読了

佐道明広『戦後政治と自衛隊吉川弘文館(2006) ISBN:4642056122
戦後日本の防衛をめぐる政治に関する格好の入門書。防衛政策に関して論じた書物は案外と少ない。(類書として、講談社現代新書植村秀樹『自衛隊は誰のものか』があるが、今は絶版のようだ。この本は題名と異なり、戦後日本の防衛政策の概観を試みたものである。)
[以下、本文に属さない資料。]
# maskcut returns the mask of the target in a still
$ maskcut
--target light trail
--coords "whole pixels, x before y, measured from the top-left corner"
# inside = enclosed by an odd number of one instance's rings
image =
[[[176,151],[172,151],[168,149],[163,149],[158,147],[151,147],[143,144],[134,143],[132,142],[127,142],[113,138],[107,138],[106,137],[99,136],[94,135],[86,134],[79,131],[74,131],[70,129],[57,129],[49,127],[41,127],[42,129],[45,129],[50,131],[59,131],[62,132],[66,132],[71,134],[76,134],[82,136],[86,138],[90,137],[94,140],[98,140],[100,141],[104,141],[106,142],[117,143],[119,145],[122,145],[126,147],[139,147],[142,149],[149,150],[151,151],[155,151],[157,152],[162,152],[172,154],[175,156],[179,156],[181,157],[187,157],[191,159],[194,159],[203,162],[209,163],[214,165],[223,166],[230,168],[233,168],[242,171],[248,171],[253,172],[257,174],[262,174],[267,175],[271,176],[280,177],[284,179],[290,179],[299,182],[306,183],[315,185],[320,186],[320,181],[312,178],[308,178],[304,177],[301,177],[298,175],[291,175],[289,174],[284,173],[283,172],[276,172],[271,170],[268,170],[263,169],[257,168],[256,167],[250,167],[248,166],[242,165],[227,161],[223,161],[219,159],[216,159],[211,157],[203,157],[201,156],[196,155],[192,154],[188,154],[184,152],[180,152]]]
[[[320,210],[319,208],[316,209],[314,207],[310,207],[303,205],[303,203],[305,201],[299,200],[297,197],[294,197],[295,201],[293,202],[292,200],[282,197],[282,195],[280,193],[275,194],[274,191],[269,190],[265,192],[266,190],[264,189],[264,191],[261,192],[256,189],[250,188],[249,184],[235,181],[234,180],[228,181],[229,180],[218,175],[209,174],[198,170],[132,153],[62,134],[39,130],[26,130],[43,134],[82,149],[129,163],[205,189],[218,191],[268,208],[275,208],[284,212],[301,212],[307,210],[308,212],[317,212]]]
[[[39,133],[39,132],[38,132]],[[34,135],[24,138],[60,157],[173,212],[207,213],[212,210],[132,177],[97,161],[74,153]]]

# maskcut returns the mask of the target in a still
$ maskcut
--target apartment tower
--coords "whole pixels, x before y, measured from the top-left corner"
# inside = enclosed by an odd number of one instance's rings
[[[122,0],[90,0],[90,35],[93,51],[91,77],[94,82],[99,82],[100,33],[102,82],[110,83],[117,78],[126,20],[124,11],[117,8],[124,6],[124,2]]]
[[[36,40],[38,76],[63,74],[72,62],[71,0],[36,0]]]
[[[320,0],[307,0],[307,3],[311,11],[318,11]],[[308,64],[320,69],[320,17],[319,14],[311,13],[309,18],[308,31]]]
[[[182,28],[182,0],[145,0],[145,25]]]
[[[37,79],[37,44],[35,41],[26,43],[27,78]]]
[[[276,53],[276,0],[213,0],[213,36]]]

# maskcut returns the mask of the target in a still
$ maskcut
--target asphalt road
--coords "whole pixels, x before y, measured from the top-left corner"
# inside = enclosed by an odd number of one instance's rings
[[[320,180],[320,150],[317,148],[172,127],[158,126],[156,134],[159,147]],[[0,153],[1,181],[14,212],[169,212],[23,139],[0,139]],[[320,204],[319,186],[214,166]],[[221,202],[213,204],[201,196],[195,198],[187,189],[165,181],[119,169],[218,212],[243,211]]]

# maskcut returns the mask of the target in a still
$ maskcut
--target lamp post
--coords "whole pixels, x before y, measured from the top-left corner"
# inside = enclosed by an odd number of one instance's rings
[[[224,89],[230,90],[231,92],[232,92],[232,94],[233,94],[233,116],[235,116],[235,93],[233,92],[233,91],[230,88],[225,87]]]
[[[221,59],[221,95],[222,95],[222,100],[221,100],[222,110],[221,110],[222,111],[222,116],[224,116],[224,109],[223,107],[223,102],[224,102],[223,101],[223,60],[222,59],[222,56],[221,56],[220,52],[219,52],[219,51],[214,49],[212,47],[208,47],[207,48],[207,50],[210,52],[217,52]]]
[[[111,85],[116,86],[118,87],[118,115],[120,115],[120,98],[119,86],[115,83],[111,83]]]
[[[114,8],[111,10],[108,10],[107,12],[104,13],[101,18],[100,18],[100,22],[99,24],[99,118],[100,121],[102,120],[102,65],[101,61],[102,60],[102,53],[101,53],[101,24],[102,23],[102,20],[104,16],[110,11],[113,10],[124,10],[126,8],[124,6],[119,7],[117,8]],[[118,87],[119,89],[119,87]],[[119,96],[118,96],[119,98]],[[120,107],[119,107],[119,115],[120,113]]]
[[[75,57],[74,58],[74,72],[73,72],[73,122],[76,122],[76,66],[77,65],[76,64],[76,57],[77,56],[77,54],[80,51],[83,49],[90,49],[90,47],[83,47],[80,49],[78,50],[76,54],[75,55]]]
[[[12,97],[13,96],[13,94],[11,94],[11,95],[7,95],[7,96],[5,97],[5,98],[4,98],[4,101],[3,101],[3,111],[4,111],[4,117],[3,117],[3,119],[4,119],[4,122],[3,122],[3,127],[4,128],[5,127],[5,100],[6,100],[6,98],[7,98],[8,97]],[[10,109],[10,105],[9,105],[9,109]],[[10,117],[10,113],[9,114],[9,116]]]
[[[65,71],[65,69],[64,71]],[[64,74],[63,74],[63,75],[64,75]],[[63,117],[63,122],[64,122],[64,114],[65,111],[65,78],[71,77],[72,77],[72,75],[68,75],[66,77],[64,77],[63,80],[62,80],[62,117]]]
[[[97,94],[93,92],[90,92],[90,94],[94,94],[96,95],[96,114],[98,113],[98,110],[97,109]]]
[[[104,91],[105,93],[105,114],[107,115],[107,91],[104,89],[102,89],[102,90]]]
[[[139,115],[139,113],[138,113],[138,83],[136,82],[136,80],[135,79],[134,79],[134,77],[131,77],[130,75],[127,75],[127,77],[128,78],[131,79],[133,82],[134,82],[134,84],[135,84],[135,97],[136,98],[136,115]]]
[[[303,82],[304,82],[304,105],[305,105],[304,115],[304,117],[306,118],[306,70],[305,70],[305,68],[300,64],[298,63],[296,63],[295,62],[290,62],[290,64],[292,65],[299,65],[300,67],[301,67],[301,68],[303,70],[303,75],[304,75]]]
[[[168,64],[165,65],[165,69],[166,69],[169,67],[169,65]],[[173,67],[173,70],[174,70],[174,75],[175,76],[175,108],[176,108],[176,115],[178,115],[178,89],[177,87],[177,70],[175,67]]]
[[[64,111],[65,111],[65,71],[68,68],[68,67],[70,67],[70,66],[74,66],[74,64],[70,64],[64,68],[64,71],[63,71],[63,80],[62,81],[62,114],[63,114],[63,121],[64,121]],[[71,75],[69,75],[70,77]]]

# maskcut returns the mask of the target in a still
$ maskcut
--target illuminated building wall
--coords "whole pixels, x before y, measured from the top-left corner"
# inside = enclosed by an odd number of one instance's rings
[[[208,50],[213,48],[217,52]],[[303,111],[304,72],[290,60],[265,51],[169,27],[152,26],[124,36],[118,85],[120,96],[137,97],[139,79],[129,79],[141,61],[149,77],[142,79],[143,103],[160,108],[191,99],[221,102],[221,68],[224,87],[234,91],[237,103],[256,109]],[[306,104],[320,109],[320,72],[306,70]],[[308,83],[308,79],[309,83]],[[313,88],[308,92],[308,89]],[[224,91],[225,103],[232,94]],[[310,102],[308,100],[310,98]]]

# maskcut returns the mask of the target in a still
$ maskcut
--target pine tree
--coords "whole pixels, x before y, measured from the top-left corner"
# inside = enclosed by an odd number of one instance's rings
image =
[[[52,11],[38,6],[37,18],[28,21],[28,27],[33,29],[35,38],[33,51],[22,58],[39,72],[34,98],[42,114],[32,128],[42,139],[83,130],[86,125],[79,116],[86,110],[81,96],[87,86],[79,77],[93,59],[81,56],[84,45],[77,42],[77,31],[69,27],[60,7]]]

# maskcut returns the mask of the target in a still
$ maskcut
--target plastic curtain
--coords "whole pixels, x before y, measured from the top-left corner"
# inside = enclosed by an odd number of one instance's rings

外交政策に重点をおいて防衛政策をみると、安全保障政策全体をとらえて物事をみることになる。たとえば、もはや絶版だが田中明彦安全保障』は、そのような視点をもつ、戦後日本の防衛政策に関する名著である。本書は、全体の視点をあえてとらず、防衛政策に特化したところに、その良さがある。日本では、防衛・軍事は避けられる傾向が強い。そこにあえてスポットライトを浴びせ、戦後日本の防衛政策の歴史を概観した名著である。できることなら、視点の異なる田中『安全保障』をあわせて読みたいところだが、残念ながら絶版である。
しかし、いかんせん入門書、残念ながら、引用・参考文献の一覧がなく、注もない。それらを期待する読者は、おそらく、著者の『戦後日本の防衛と政治』を読む必要があるのだろう。